Il presidente della Cia Antenore Cervi è preoccupato: «L’Enza in secca sta causando serie difficoltà nell’irrigazione»

REGGIO EMILIA. La piaga della siccità estiva, tipica delle regioni mediterranee, un tempo era sconosciuta nella nostra provincia, ma il riscaldamento globale sta spostando a nord verso l’Emilia la fascia climatica che ne risente, mettendo in crisi le coltivazioni tradizionali.

Quest’anno le precipitazioni sono particolarmente scarse. A Reggio Emilia se ne sono misurati appena 14,2 millimetri sia in giugno che in luglio e 7,6 millimetri nella prima metà d’agosto.


Il fiume Po ha superato la sofferenza grazie al ritorno delle piogge sulla catena alpina, ma i corsi d’acqua appenninici sono esausti, con il torrente Enza ridotto a un rigagnolo d’acqua.

La situazione è aggravata dalle temperature superiori alla media registrate nelle ultime sei settimane.

Antenore Cervi, presidente della Confederazione italiana agricoltori (Cia) della nostra provincia, ne sottolinea le conseguenze negative: «La pianura reggiana – spiega – trae l’acqua principalmente da tre fonti. Il fiume Po, che la irriga fino alla via Emilia, riesce a rifornire i canali della Bonifica. Il fiume Secchia ha ancora una riserva nelle casse d’espansione della traversa di Castellarano. È invece in secca il torrente Enza, che bagna 15mila ettari da San Polo a Sant’Ilario. In quella zona sono in crisi i prati stabili, da cui si ricava il foraggio per il Parmigiano-Reggiano. Se la siccità dovesse protrarsi potrebbero morire molte essenze erbacee, con la conseguenza che verrebbero compromessi anche i tagli della prossima primavera».

Secondo il presidente della Cia è urgente la realizzazione dell’invaso sull’Enza per contrastare questa carenza idrica ormai molto frequente. Intanto il caldo sta accelerando la maturazione di molti prodotti.

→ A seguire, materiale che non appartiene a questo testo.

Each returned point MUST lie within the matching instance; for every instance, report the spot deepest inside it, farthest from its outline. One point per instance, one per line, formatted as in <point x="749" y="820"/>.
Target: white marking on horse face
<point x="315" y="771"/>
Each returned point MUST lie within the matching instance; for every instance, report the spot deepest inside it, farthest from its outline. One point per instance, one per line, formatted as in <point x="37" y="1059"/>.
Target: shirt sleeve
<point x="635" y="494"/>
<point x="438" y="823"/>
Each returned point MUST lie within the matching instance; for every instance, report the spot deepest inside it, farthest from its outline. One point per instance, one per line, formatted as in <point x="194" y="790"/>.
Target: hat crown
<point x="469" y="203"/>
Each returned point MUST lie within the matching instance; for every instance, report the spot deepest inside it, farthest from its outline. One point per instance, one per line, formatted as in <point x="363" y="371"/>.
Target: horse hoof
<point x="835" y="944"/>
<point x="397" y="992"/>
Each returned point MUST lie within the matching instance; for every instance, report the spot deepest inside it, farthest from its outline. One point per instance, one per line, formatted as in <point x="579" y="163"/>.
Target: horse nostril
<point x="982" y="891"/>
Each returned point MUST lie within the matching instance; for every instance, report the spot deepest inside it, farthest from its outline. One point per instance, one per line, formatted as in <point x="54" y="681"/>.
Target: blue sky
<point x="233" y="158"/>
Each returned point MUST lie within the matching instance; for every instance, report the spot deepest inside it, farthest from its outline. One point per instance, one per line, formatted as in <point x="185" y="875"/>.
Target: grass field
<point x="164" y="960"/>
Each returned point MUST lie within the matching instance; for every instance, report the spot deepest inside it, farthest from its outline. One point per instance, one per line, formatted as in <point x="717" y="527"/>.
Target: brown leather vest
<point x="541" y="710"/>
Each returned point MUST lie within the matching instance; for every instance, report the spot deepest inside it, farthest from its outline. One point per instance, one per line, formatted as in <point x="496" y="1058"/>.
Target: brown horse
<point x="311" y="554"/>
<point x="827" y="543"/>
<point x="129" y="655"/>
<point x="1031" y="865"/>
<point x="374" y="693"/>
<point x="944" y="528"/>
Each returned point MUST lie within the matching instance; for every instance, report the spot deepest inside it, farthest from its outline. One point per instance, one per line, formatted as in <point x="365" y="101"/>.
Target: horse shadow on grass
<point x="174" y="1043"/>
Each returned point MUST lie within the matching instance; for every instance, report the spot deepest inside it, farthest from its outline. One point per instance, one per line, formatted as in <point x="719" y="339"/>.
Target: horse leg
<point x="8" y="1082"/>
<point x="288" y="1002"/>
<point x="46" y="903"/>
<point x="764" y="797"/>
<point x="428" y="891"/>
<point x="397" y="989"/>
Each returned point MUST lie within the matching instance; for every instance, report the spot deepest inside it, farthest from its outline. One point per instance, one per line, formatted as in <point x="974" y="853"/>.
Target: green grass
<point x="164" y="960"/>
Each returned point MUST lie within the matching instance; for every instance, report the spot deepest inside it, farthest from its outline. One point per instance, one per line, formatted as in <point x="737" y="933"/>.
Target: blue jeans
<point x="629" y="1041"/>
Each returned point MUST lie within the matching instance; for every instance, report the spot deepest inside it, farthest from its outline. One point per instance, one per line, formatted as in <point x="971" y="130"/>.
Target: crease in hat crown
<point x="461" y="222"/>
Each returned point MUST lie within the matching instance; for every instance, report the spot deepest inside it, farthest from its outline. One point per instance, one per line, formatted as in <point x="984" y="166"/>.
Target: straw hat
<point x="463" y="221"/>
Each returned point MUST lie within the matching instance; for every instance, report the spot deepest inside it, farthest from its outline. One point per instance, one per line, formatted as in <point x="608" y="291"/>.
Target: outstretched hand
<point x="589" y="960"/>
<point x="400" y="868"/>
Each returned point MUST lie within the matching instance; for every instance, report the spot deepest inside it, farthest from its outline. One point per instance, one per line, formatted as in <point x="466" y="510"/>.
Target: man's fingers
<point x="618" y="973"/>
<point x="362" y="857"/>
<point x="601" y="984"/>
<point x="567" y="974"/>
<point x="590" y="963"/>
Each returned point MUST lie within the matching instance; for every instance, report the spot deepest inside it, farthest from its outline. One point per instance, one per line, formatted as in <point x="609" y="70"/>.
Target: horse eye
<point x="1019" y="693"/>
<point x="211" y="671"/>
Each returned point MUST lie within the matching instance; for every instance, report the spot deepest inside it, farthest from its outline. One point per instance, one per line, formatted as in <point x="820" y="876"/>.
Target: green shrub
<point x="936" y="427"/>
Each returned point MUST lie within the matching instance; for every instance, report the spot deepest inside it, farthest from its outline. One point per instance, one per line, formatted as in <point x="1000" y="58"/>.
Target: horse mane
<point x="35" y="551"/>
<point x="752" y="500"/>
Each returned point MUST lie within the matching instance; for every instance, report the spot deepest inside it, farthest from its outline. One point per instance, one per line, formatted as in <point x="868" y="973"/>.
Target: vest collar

«Quella dei pomodori – riferisce Cervi – è un po’ anticipata. Di conseguenza ne potrebbero arrivare in quantità tale da superare la capacità di lavorazione degli stabilimenti. L’uva era in ritardo, ma ora il caldo le fa recuperare il tempo perduto, cosicchè si può prevedere un anticipo della vendemmia».

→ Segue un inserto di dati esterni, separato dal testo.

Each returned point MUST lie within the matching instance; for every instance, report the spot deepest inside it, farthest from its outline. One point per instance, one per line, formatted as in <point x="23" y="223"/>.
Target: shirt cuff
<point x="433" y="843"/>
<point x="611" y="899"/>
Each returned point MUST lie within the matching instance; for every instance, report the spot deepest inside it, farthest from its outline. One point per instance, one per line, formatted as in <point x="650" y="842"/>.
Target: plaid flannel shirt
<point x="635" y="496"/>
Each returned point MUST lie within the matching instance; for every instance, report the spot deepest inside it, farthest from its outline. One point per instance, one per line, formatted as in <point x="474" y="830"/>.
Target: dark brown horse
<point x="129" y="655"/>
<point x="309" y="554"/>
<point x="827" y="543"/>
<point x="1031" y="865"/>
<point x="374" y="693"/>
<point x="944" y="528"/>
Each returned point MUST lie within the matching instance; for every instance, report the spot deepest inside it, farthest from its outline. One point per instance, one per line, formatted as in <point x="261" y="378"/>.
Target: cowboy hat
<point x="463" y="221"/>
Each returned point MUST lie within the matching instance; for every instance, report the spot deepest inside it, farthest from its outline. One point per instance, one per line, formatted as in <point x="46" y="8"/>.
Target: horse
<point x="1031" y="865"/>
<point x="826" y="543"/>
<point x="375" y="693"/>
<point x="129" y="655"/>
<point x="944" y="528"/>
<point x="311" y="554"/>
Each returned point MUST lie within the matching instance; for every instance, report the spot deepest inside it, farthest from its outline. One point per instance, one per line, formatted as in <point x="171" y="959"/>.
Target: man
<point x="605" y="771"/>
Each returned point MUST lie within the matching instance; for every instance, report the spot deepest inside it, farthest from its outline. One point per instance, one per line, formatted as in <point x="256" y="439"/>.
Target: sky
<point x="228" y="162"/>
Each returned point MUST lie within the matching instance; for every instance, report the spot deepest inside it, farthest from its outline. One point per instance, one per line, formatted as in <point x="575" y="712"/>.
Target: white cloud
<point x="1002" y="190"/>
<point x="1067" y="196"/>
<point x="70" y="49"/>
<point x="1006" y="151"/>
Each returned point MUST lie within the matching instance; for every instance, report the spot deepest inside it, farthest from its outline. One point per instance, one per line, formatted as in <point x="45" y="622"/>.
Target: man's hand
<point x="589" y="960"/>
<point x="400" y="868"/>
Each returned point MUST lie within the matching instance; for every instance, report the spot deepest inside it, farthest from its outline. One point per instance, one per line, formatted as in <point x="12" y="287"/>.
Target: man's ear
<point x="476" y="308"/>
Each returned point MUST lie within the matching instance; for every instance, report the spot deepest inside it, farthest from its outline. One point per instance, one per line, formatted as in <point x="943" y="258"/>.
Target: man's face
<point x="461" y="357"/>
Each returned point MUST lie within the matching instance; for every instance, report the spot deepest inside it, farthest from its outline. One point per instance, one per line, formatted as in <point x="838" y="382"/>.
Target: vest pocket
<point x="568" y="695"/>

Le prime uve bianche, secondo le previsioni, saranno raccolte fra una settimana, i lambruschi all’inizio di settembre. Per mantenere una sufficiente quantità di prodotto è necessario irrigare le viti. Nella zona di Correggio lo si può fare, in Val d’Enza no.

«Siamo preoccupati – sottolinea Cervi – anche per le gelate tardive, che potrebbero provocare anche un calo del venti per cento su alcune varietà, oltre che per la grandinata di luglio, che ha colpito una fascia di cinque o sei chilometri lungo il Po». Non mancano i timori per il mais, che richiede molta irrigazione.

«Se la si ritarda anche di qualche giorno – rileva in conclusione il presidente degli agricoltori della Cia Antenore Cervi – con questa siccità si rischia uno stress idrico che favorisce la proliferazione fungina, rendendo il mais utilizzabile solo per il biogas anzichè per la zootecnia».